Visualize Inflation World Data on Plotly Interactive Map — Colorscale Solutions for Outliers — Beginner-Friendly Guide

Sabina L
6 min readJul 17, 2022

--

If you want to make an interactive plot of country-level data — you are in the right place. While we can create a plot for a single snapshot in time, we can also add a scroller and show annual progress of the data. Feel free to press play button and toggle data bins on the right and visualize annual inflation changes world-wide — this is the plot we’ll make by the end of this tutorial.

Anyone with basic python skills can follow along — it’s a beginner-friendly guide with some bonus material in the end.

In this guide we will use two data sources and will cover 5 sections:

  1. Plotly installation and other required packages
  2. Get & preprocess data: two example datasets
  3. Example 1: Point-in-time snapshot Choropleth (map) plot
  4. Example 2: Interactive map by year — 3 versions
  5. Bonus: save, export, publish your plots

For beginners, package installation could be the biggest hurdle, hence we devote some time to this in this guide.

1. Plotly installation and other required packages

Open the terminal window. Next, if you are using Anaconda (or any version of it) for environment management run the first line in the text box below. Otherwise, run the pip installation via the second line.

conda install -c plotly plotly=5.9.0pip install plotly==5.9.0

Installation and package documentation reference for plotly is linked here.

Additionally, we will be using pandas and numpy. For the bonus part, we will use datapane package. You can set this package up, link it to your GitHub and use it to share plots on Medium using this straightforward guide.

❗️You should be running this package from jupyter notebooks to avoid issues with displaying your plotly interactive charts.

Package imports:

2. Get & preprocess data: two example datasets

For both examples, we have countries properly labeled by their full names. Hence, we do not need to relabel anything. But we need to properly read-in data and add some extra code that will allow us to create choropleth charts with ease.

For our first example, we want to see all the latest inflation prints worldwide indexed by full country name. This can be found in Trading Economics. You can simply copy the data into your excel file if you do not have a subscription.

For the second example, we want to see how inflation changed year-to-year around the world. Hence, we will use the annual inflation data published by World Bank, which is currently available for most countries up to 2021. Note that you should download and unzip a csv file.

Your data frame should have the following structure:

3. Example 1: Point-in-time snapshot Choropleth (map) plot

Here is the code that created our first example. Note that we want to plot the ‘Last’ column of data frame, hence we assign it to zparameter. We also use locationmode = ‘country names’, but if your data comes in different formats, there are a few more default options available.

Colorscales can be customized through colorscale parameter — available colorscales here.
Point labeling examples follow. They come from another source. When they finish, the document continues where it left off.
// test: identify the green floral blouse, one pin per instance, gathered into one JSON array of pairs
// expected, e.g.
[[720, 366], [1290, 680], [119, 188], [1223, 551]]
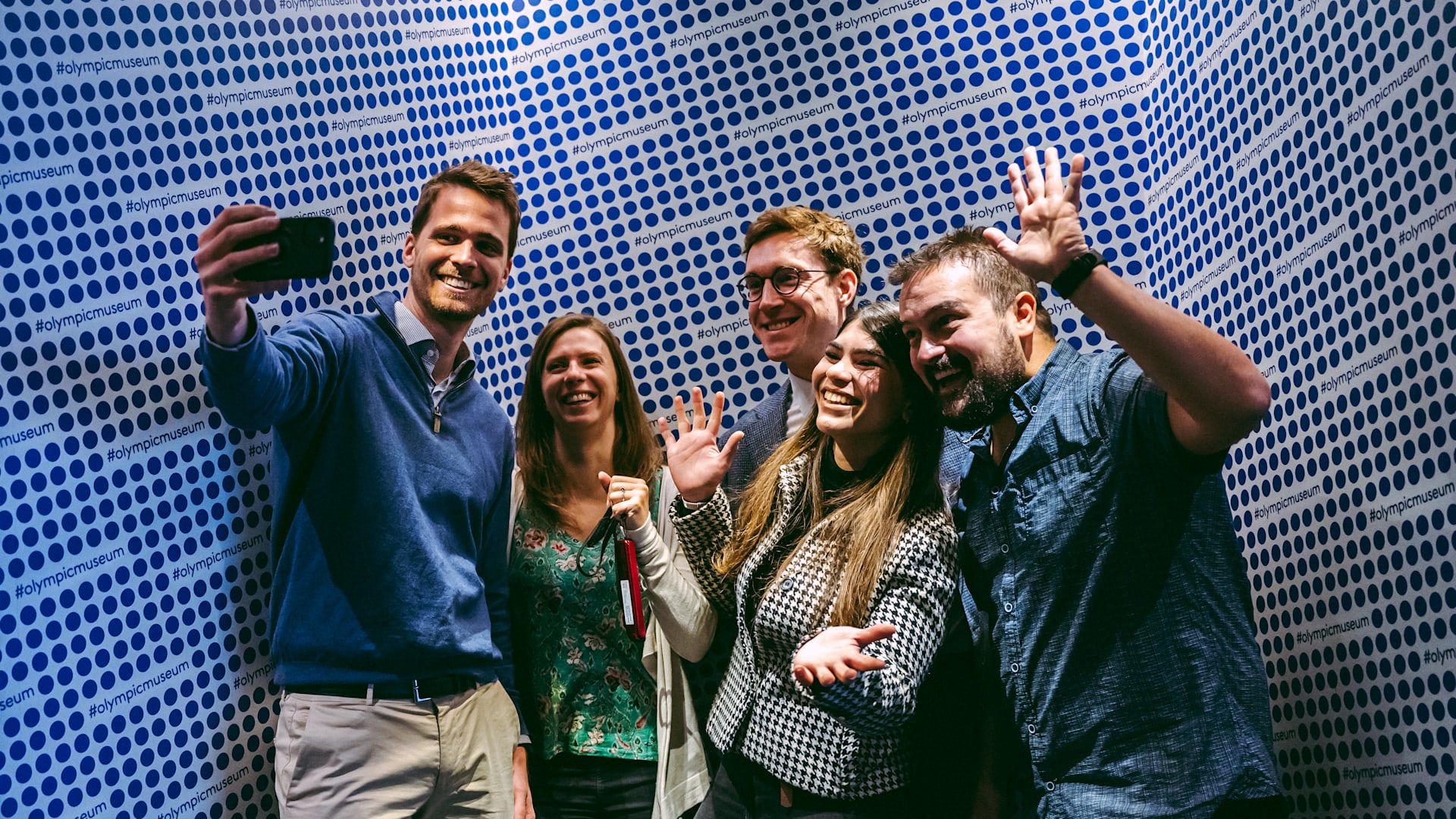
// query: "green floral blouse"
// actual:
[[577, 665]]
We can also include additional text that will hover over the countries using text and feeding selected columns into this parameter. Note that country names specified in locations will be displayed by default.

If you wish to display world map using another projection, check out the available projections here and change ‘equirectangular’ to the one you want inside the projection within the geo dictionary in the last code snippet.

4. Example 2: Interactive map by year

This is more challenging than the first example, especially if your data contains outliers like the inflation dataset does. As discussed, we will use World Bank inflation dataset here to get data year by year. We will create 3 versions of this plot to address certain data issues that we could encounter:

a) Basic inflation interactive annual chart without special treatment of outliers

b) Use choropleth on log-transformed inflation (addressing outliers)

c) Use custom bins (addressing outliers)

Let’s start with:

a) Basic inflation interactive annual chart without special treatment of outliers

First, if your data doesn’t have extreme outliers, it’s easy to generate the choropleth chart animated by year.

The most important trick in the code below is to set custom range_color so that we capture the min and max of the observations across the entire time. This way, the colorscale will stay the same regardless of the range of data values from year-to-year, which makes it comparable across time.

The problem with applying a standard colorscale on the data that includes several extreme outliers, is that we can’t see much difference in colors between the small values. In our case, inflation dataset is comprised of comparatively small values, below 50%, and a few 500%+ extremes, which stretched our color scale too much. While we can try to find a different colorscale (like magma), it doesn’t actually solve the problem for our dataset.

b) Use choropleth on log-transformed inflation (addressing outliers)

One way to solve this issue is to transform the variable, for example using log-transform. Let’s compare the histograms of inflation observations with and without log-transform. It’s hard to see the extremes in red, but they are present in the original inflation data, which also has a massive concentration around 0 values.

The log-transformed data doesn’t have such a problem — the distribution of values is much closer to normal and is not overly concentrated around a few datapoints. Hence, when applying a continuous colorscale to the log-transformed inflation, we will be able to see the color differences much better than using the original inflation data.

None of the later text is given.